OpenLife Nigeria reports that the Bank of Japan has reached a new milestone in its fight to keep interest rates low: it now owns more than half of all government bonds on a value basis.
As other central banks in the developed world battle inflation and raise interest rates, the BOJ is going the opposite way out of a belief that it has not met its goal of sustained 2% inflation. But foreign investors doubt that it can continue and are dumping Japanese bonds.
The BOJ has responded by kicking its bond purchases into overdrive to keep long-term yields down. How much longer might it keep the pedal to the metal?
Fresh reports have it that the share of Japanese government bonds held by the Bank of Japan has topped 50% on a market value basis for the first time, new data shows, as the bank continues with large-scale purchases to maintain ultralow interest rates.

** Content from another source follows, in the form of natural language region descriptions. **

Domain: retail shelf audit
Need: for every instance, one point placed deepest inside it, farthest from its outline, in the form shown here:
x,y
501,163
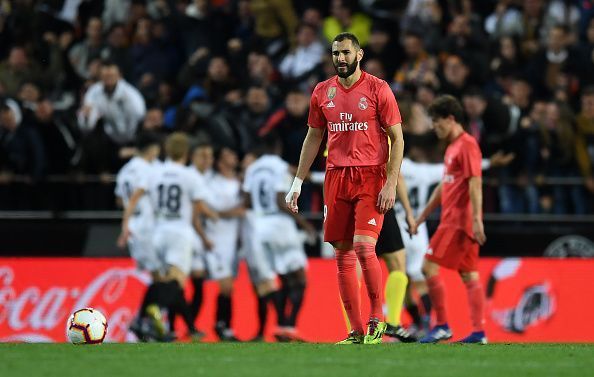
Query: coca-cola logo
x,y
535,305
39,311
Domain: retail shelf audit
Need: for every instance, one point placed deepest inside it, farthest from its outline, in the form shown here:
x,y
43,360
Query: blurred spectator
x,y
585,138
58,135
29,94
424,17
290,123
261,72
16,70
375,67
109,116
344,18
21,147
455,76
533,27
115,12
117,50
418,67
559,160
382,46
508,58
587,56
505,21
305,57
153,56
563,13
252,117
275,22
83,52
550,63
467,40
218,81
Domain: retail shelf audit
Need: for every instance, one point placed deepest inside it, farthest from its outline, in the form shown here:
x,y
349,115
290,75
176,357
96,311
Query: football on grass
x,y
86,326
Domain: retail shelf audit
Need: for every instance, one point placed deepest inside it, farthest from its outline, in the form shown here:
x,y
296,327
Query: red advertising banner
x,y
528,299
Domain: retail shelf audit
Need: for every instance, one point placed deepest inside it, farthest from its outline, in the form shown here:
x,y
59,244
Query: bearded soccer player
x,y
455,244
360,113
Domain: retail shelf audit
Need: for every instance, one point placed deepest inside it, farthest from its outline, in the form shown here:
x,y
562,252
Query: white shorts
x,y
415,247
221,261
174,246
142,251
198,254
257,256
277,247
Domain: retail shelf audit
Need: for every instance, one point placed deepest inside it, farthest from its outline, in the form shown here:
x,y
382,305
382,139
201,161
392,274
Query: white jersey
x,y
419,178
128,180
172,190
224,194
264,179
275,244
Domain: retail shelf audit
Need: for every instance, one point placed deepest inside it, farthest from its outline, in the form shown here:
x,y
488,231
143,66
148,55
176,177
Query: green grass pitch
x,y
288,360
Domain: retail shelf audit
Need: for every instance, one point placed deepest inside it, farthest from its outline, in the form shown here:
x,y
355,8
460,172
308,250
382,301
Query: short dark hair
x,y
444,106
146,139
177,145
350,36
588,91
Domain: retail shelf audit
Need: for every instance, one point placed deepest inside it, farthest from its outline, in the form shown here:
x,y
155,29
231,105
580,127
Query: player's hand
x,y
208,244
311,232
386,198
123,238
293,195
479,232
412,225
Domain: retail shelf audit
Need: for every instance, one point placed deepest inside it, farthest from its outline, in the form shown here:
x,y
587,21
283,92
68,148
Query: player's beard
x,y
351,68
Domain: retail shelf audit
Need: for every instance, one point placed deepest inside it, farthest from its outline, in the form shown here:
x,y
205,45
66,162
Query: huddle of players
x,y
194,221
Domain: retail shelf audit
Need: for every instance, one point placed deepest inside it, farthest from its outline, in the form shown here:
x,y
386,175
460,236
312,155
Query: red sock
x,y
372,273
476,300
348,285
437,295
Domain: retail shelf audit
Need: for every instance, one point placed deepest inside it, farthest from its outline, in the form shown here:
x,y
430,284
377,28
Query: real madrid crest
x,y
331,92
363,103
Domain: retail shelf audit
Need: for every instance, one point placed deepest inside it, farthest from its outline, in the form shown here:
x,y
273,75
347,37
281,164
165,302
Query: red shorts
x,y
350,202
453,248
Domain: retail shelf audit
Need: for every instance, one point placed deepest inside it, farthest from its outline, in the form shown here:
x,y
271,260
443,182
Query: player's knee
x,y
342,245
429,269
468,275
395,261
226,286
198,274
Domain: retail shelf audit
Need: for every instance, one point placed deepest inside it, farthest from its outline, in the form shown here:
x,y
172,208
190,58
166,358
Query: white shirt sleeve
x,y
198,190
434,173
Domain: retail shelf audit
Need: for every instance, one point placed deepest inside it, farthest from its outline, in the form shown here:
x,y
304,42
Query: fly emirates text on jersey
x,y
346,124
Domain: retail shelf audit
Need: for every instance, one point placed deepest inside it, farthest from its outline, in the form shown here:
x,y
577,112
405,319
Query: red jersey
x,y
356,119
462,160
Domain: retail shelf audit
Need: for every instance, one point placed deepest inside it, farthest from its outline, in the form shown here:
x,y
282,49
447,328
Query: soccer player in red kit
x,y
455,244
360,113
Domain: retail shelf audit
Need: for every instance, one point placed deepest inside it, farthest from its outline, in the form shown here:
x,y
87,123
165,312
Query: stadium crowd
x,y
80,78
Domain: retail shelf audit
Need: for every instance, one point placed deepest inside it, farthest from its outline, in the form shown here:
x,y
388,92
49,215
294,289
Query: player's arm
x,y
432,204
204,209
197,210
309,151
247,200
475,187
402,192
387,195
128,211
301,221
237,211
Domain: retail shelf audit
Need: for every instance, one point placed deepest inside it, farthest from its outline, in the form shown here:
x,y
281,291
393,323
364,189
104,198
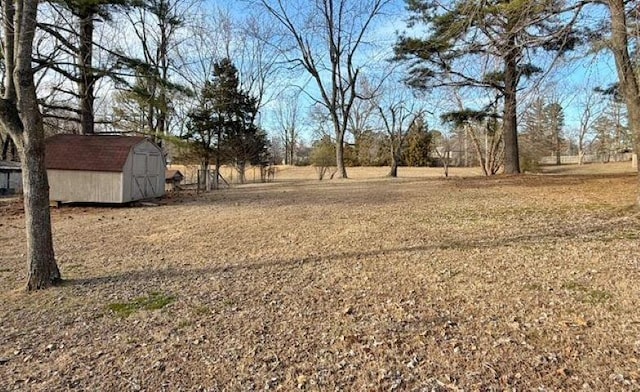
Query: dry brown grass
x,y
417,283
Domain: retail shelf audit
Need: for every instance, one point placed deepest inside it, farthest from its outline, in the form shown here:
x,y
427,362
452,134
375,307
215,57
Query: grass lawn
x,y
418,283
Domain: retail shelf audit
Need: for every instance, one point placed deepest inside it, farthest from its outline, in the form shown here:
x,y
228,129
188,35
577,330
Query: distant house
x,y
103,168
10,178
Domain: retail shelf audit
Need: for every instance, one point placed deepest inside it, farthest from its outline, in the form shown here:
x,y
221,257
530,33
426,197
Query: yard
x,y
417,283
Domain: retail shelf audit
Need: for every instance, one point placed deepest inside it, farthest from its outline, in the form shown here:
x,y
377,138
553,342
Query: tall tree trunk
x,y
43,270
511,158
393,172
341,169
20,116
88,79
626,74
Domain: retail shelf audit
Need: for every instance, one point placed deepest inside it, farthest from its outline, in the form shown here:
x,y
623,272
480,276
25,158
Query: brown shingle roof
x,y
89,152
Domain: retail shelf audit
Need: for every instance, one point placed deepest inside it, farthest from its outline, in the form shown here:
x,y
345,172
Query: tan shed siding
x,y
126,179
145,172
85,186
11,180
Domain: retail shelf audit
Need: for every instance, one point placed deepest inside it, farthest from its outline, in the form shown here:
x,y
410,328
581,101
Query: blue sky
x,y
566,82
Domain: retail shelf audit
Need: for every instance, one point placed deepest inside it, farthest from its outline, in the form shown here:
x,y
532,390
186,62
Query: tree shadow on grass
x,y
602,231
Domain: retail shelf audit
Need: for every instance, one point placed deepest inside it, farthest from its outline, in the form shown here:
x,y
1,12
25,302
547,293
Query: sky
x,y
567,83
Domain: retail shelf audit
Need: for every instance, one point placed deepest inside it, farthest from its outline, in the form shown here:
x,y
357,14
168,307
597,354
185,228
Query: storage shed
x,y
10,178
173,178
103,168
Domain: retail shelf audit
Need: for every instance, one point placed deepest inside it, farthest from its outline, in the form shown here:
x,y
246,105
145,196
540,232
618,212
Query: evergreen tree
x,y
492,32
418,148
223,125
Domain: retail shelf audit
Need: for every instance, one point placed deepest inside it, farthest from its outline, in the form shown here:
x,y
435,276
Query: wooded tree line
x,y
152,67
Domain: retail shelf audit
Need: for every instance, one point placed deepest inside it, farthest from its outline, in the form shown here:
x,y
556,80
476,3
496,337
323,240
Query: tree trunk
x,y
393,172
626,74
87,84
341,169
20,116
240,167
511,158
43,270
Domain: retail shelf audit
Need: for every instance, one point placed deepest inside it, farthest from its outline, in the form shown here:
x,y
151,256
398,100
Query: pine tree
x,y
496,32
223,125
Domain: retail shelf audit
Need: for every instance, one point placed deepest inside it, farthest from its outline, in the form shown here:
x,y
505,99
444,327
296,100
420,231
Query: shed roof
x,y
10,166
89,152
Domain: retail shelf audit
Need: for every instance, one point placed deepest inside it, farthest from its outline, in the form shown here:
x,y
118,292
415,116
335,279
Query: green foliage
x,y
542,132
323,155
154,301
419,142
223,124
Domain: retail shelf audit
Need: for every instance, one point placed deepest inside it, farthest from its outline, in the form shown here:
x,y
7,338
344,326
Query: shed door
x,y
145,175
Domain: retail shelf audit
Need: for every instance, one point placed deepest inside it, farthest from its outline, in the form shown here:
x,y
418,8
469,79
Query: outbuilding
x,y
103,168
10,178
173,178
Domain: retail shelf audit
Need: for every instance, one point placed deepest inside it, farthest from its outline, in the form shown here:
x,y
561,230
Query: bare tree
x,y
287,117
397,114
329,36
627,77
590,113
20,116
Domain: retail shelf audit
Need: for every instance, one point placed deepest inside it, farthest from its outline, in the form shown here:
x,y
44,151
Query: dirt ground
x,y
368,284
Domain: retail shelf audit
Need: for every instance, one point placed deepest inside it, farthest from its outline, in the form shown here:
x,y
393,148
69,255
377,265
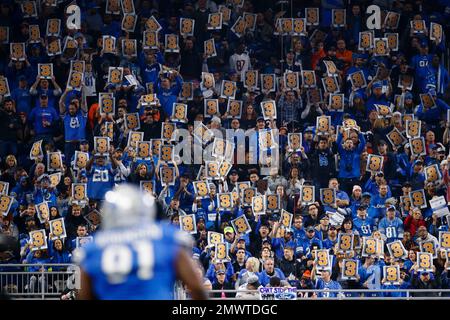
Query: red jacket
x,y
412,224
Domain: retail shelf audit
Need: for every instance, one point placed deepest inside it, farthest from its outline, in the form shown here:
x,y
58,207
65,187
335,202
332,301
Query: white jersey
x,y
240,63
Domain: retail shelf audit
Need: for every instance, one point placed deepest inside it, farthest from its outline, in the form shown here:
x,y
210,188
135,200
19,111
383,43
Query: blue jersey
x,y
133,263
100,181
392,229
365,227
326,286
75,126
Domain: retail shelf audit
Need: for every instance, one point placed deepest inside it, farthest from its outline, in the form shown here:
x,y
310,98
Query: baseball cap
x,y
254,281
306,274
228,229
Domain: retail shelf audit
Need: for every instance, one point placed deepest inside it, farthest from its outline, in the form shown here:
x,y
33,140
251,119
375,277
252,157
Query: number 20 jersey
x,y
133,263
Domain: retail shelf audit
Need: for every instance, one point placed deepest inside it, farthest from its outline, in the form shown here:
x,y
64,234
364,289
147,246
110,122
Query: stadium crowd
x,y
363,188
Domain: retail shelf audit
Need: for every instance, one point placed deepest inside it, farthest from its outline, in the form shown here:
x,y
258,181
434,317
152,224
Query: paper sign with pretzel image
x,y
268,83
273,203
392,40
312,16
391,275
150,40
211,107
259,205
427,101
396,138
381,47
308,79
187,27
79,193
350,269
436,32
397,250
291,80
57,229
239,27
234,109
201,189
4,87
209,48
221,251
225,201
133,137
338,18
358,80
294,142
115,75
417,146
328,196
188,223
171,43
418,27
152,24
146,186
345,242
167,175
129,22
45,70
241,225
391,20
4,35
323,125
166,153
179,112
299,27
214,237
374,163
228,89
269,109
143,150
251,79
365,41
336,102
330,84
208,81
4,187
29,9
424,262
322,260
107,103
38,240
54,161
101,146
112,7
5,204
53,28
418,199
214,21
226,14
17,51
36,150
129,48
432,173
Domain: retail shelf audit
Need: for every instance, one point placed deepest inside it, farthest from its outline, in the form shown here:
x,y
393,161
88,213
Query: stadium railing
x,y
344,294
37,281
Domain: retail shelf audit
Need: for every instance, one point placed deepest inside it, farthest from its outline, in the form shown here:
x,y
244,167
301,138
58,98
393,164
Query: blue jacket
x,y
350,158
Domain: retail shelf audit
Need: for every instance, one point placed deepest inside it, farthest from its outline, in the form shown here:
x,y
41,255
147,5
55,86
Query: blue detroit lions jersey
x,y
133,263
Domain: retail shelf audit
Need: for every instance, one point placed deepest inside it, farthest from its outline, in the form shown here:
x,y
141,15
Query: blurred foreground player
x,y
134,257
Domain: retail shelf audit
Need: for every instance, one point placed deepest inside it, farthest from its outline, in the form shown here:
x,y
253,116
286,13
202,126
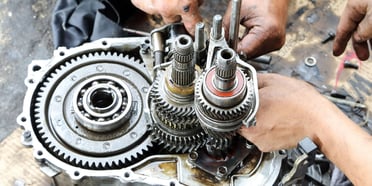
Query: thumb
x,y
363,33
247,132
251,44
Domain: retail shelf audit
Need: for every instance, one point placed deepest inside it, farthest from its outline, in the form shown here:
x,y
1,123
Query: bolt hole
x,y
39,153
76,173
193,156
183,41
36,68
126,174
222,170
226,54
23,119
282,152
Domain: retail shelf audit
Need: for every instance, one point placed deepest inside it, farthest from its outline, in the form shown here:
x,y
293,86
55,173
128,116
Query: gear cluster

The BOJ held 535.62 trillion yen ($3.92 trillion) in Japanese government bonds by market value at the end of September, excluding treasury discount bills, according to its Flow of Funds Accounts report published Monday.
This represented 50.3% of the outstanding balance of nearly 1.07 quadrillion yen — up from 49.6% at the end of June.
The figure came to around 10% a decade earlier.
Including treasury discount bills, the BOJ held 44.9% of the outstanding balance, followed by insurers and pension funds at 19.6%, overseas investors at 14.1%, and banks and other depository corporations at 13.2%.
Japanese interest rates have faced upward pressure since the spring as U.S. and European central banks raise rates in response to global inflation. Investors, particularly those overseas, have accelerated sales of Japanese government bonds on speculation that the BOJ will eventually adjust its monetary policy as well. But the central bank has instead conducted unlimited buying operations to defend a 10-year yield cap of around 0.25%.
Its bond holdings have only continued to grow since September. The central bank held a record 51.4% of outstanding long-term Japanese government bonds by face value as of December 9, according to Nikkei group company QUICK. The BOJ’s annual bond purchases have topped 100 trillion yen for the first time in six years as it fights continued upward pressure on rates.
The BOJ maintains a disproportionately large portfolio compared with key counterparts. Its asset holdings equal 126% of nominal gross domestic product, according to SMBC Nikko Securities, versus 34% for the U.S. Federal Reserve and 67% for the European Central Bank. Both the Federal and the ECB have already halted large-scale bond purchases and are turning to quantitative tightening — a scaling back of their balance sheets — as inflation rages.
Inflation in Japan is now above 3%. Still, the BOJ does not see growth in consumer prices hitting its 2% goal sustainably and remains committed to large-scale easing until wages start to rise.